The Conseil National des Femmes Belges (Nationale Vrouwenraad van Belgïe), or National Council of Belgian Women, is the name of a Belgian women's organization which was founded in 1905 as the Belgian chapter of the International Council of Women (ICW). Over the years, the organization succeeded in supporting the emancipation of women in a wide range of interests until its mandate was limited to French-speaking Belgian women in 1974. In 1990, the name was changed to Conseil des Femmes Francophones de Belgique (Council of French-speaking Women of Belgium).

==History==
The Counseil National des Femmes Belges was established by Marie Popelin in 1905 as the Belgian chapter of the International Council of Women. It initially brought together three organizations: Ligue belge du droit des femmes, Société belge pour l’amélioration du sort de la femme and Union des femmes belges contre l’alcoolisme but by 1906 it had also attracted four additional members: l'Œuvre de la maison des servantes et de la bourse du travail (1889), la Croix verte, l’Union des mères de famille (1902) and La Ruche. Although the organization was intended to be apolitical, from the start it tended to support liberal interests.

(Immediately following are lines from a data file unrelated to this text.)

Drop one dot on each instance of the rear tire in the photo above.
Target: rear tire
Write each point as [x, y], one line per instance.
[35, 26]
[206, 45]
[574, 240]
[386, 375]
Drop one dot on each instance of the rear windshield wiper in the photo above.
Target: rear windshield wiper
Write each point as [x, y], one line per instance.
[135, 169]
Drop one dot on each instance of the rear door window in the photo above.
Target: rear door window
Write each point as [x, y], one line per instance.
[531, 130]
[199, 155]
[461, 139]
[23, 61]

After the First World War, the CNFB was one of the few women's organizations which continued to thrive. As its president, Léonie La Fontaine failed to return from Switzerland where she had spent the war, she was replaced in 1920 by Marguerite Van de Wiele, a firm feminist but with a rather traditional approach centred on emancipation rather than voting rights. Nevertheless, under her leadership the organization gained strength, welcoming new members irrespective of their political views. While Catholics such as Marie Haps, Marie-Elisabeth Belpaire and Juliette Carton de Wiart headed committees, in 1921 the aristocratic Marthe Boël was elected vice-president. She drastically revived the approach, attracting a new generation of university students.

In 1934, Jeanne Beeckman, a physician, became one of the vice-presidents, encouraging fresh legal graduates to join. These included Georgette Ciselet, Fernande Baetens, Paule Lamy and Marcelle Renson who, thanks to their legal competence and knowledge of foreign languages, significantly improved the CNFB's international image which had somewhat suffered under Élise Soyer's lack of fluency in English. The newcomers contributed so impressively to the 1933 ICW conference in Stockholm that in 1936 Marthe Boël was chosen to succeed Lady Aberdeen as ICW president.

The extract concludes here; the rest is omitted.